第15章 ダブリスの獣たち
「ショックで記憶が飛んでるのかね……?アルの記憶を戻してみよう。なんせ、全身を持って行かれてるから」
「そうか!あいつの言ってた"通行料"の量で言うなら、アルは真理に一番近い所にいる!!」
確かにイズミさんとエドワードくんの言う通りかもしれない。
何で今まで気が付かなかったんだろう。
「じゃあ、その時の記憶が戻れば!!」
もしかしたら、「真理」を知る事ができるかもしれない。
もしかしたら、元の身体に戻る手掛かりがわかるかもしれない。
そんな気持ちがアルフォンスくんの声から伝わってきた。
が……。
「しかし、"あれ"の記憶かぁ……」
「"あれ"ねぇ……」
「え……、何かやばい?」
"あれ"を見た者にしかわからない感覚。
思わず私も眉間に皺を寄せて目を瞑った。
あまり思い出したくはないなぁ。
やばいというかスゴイ、というなんとも抽象的なことしか言わないイズミさんとエドワードくんにアルフォンスくんは「わかんないヨ!」と叫んだ。

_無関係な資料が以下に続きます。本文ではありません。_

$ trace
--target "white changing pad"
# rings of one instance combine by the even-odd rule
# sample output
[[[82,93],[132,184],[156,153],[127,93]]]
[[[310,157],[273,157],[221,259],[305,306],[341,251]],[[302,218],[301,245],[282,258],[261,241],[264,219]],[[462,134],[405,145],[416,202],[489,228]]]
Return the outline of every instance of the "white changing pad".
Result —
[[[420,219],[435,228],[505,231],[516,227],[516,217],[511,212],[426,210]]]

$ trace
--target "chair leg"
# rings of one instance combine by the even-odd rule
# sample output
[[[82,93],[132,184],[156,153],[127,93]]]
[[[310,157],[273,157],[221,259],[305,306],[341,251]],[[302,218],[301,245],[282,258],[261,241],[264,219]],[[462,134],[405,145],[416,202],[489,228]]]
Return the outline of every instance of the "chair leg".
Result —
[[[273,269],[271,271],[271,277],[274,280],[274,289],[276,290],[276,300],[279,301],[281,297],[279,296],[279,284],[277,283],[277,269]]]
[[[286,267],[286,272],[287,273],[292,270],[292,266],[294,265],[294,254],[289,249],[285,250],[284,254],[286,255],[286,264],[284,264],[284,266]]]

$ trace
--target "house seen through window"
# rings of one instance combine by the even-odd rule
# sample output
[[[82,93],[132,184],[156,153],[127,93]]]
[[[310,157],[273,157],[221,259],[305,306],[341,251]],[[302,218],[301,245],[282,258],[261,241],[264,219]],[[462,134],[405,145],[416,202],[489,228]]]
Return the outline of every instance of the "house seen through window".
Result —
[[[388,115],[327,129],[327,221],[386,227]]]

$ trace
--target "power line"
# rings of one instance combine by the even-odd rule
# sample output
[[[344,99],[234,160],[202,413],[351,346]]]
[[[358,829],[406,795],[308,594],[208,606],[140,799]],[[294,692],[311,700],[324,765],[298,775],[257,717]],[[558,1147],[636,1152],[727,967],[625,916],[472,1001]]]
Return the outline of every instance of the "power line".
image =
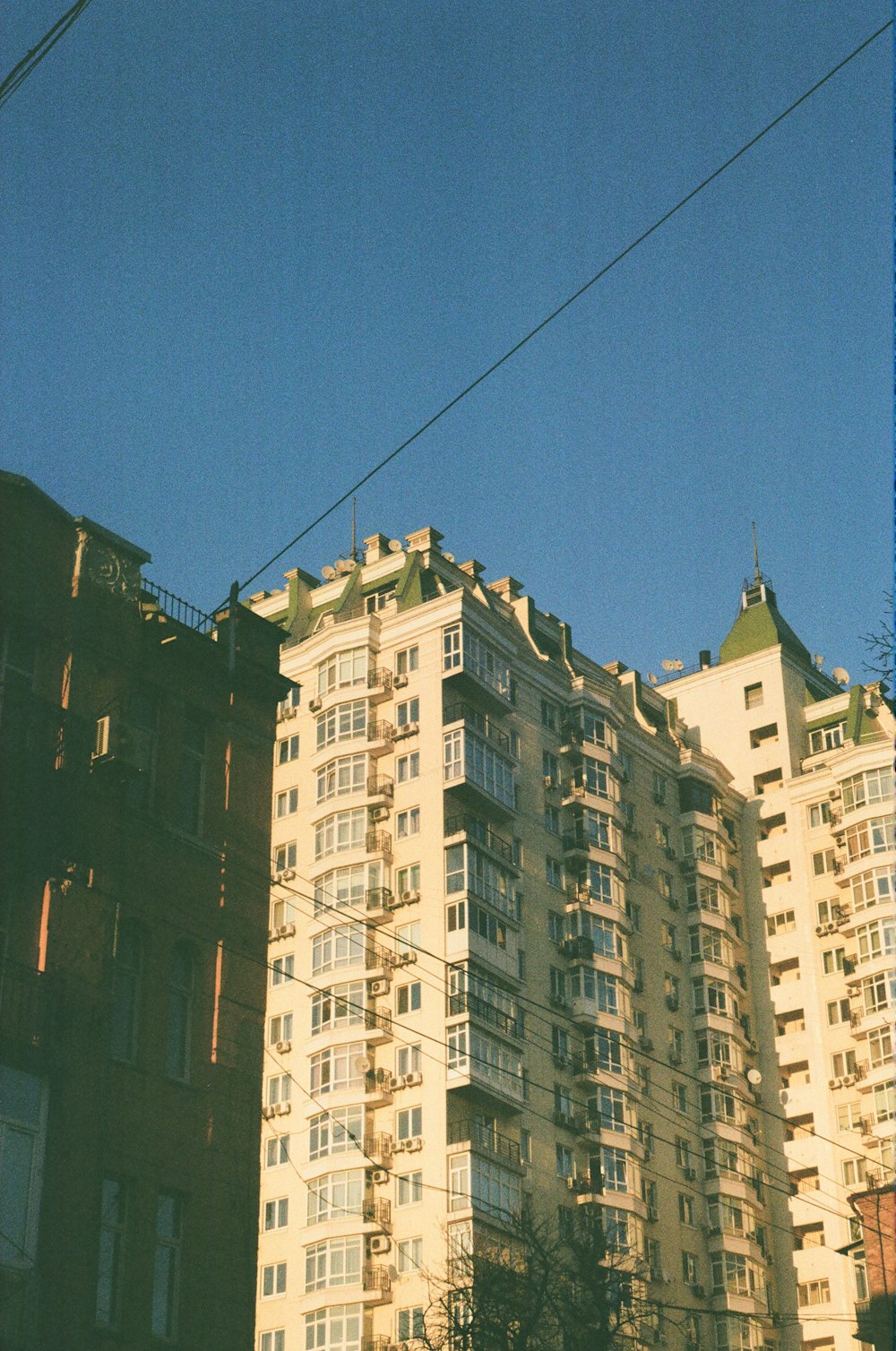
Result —
[[[31,72],[41,65],[43,58],[53,50],[59,38],[69,31],[74,20],[84,14],[89,3],[91,0],[76,0],[72,8],[68,9],[61,19],[57,19],[53,27],[45,32],[38,45],[31,47],[22,61],[12,68],[9,74],[0,84],[0,104],[4,104],[7,99],[11,99],[19,85],[24,84]]]
[[[304,539],[305,535],[309,535],[312,530],[315,530],[322,521],[327,519],[327,516],[331,516],[332,512],[337,511],[337,508],[342,507],[342,504],[346,503],[353,496],[353,493],[357,493],[359,488],[364,488],[364,485],[368,484],[376,474],[378,474],[381,469],[385,469],[385,466],[389,465],[393,459],[396,459],[396,457],[400,455],[401,451],[407,450],[408,446],[414,444],[414,442],[418,440],[426,431],[428,431],[430,427],[434,427],[435,423],[439,422],[439,419],[445,417],[445,415],[450,412],[451,408],[459,404],[462,399],[466,399],[468,394],[472,394],[473,390],[478,388],[478,385],[481,385],[485,380],[488,380],[489,376],[493,376],[496,370],[499,370],[505,362],[511,359],[511,357],[515,357],[522,347],[530,343],[532,338],[537,338],[538,334],[542,332],[542,330],[547,328],[549,324],[551,324],[555,319],[558,319],[559,315],[564,313],[564,311],[569,309],[569,307],[574,304],[576,300],[584,296],[587,290],[589,290],[597,281],[601,280],[601,277],[605,277],[608,272],[611,272],[618,263],[623,261],[623,258],[627,258],[630,253],[632,253],[639,245],[645,242],[645,239],[649,239],[650,235],[653,235],[657,230],[659,230],[661,226],[665,226],[668,220],[672,220],[672,218],[678,211],[681,211],[682,207],[685,207],[689,201],[692,201],[697,196],[697,193],[703,192],[704,188],[708,188],[711,182],[714,182],[720,174],[723,174],[726,169],[730,169],[732,163],[735,163],[742,155],[747,153],[747,150],[751,150],[753,146],[758,145],[758,142],[762,141],[764,136],[768,136],[769,131],[772,131],[781,122],[784,122],[785,118],[789,118],[792,112],[795,112],[801,104],[804,104],[807,99],[811,99],[814,93],[816,93],[824,84],[827,84],[828,80],[831,80],[835,74],[838,74],[838,72],[841,72],[846,65],[849,65],[850,61],[854,61],[855,57],[858,57],[860,53],[865,50],[865,47],[869,47],[872,42],[876,42],[877,38],[881,36],[881,34],[887,32],[887,30],[891,28],[893,20],[889,19],[885,24],[882,24],[882,27],[880,27],[876,32],[873,32],[870,38],[866,38],[864,42],[858,45],[858,47],[850,51],[847,57],[843,57],[842,61],[838,61],[838,63],[832,66],[827,72],[827,74],[822,76],[822,78],[818,80],[810,89],[807,89],[805,93],[801,93],[800,97],[795,100],[795,103],[789,104],[789,107],[784,109],[784,112],[780,112],[777,118],[773,118],[772,122],[766,123],[766,126],[762,127],[761,131],[758,131],[750,141],[747,141],[743,146],[741,146],[739,150],[737,150],[732,155],[730,155],[728,159],[724,161],[724,163],[719,165],[718,169],[714,169],[714,172],[708,174],[701,182],[699,182],[696,188],[692,188],[691,192],[688,192],[684,197],[681,197],[674,204],[674,207],[672,207],[662,216],[654,220],[653,224],[649,226],[645,231],[642,231],[642,234],[639,234],[635,239],[632,239],[631,243],[626,245],[626,247],[620,253],[618,253],[615,258],[611,258],[611,261],[605,263],[599,272],[596,272],[593,277],[591,277],[577,290],[574,290],[572,296],[568,296],[566,300],[562,301],[562,304],[557,305],[557,308],[553,309],[538,324],[535,324],[534,328],[530,328],[530,331],[523,338],[515,342],[512,347],[508,347],[508,350],[501,357],[499,357],[497,361],[492,362],[492,365],[488,366],[480,376],[477,376],[476,380],[470,381],[470,384],[465,385],[465,388],[461,389],[459,393],[454,394],[453,399],[450,399],[446,404],[443,404],[437,413],[434,413],[431,417],[427,419],[427,422],[424,422],[420,427],[418,427],[418,430],[412,432],[405,440],[403,440],[400,446],[396,446],[395,450],[392,450],[388,455],[385,455],[377,465],[373,466],[373,469],[370,469],[366,474],[364,474],[362,478],[359,478],[355,484],[353,484],[351,488],[347,488],[345,493],[342,493],[341,497],[338,497],[330,507],[327,507],[326,511],[320,512],[320,515],[316,516],[309,526],[305,526],[304,530],[299,531],[299,534],[293,539],[291,539],[288,544],[284,544],[284,547],[280,549],[273,555],[273,558],[269,558],[266,563],[264,563],[251,574],[251,577],[247,577],[245,582],[241,582],[239,592],[250,586],[251,582],[254,582],[258,577],[261,577],[261,574],[265,573],[273,563],[276,563],[278,558],[282,558],[285,553],[293,549],[300,539]]]

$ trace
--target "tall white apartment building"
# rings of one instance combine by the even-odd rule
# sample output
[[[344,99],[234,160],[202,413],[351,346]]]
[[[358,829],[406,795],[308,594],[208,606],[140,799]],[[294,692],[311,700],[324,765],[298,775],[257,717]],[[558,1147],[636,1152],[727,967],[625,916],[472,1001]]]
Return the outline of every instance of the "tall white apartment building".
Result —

「さんも見たんですよね?具体的にどんな感じなんですか?」
「え……」
まさか私にも飛んでくるとは思わなかった。
ぐるぐると頭をフル回転させるが、うまい説明が思い浮かばない。
正直、イズミさんたちが言っていることはすごくわかるし、的確すぎるほどのものだから、これ以上どう説明をすればいいのか……。
真っすぐ私を見つめるアルフォンスくんの瞳がとても痛い。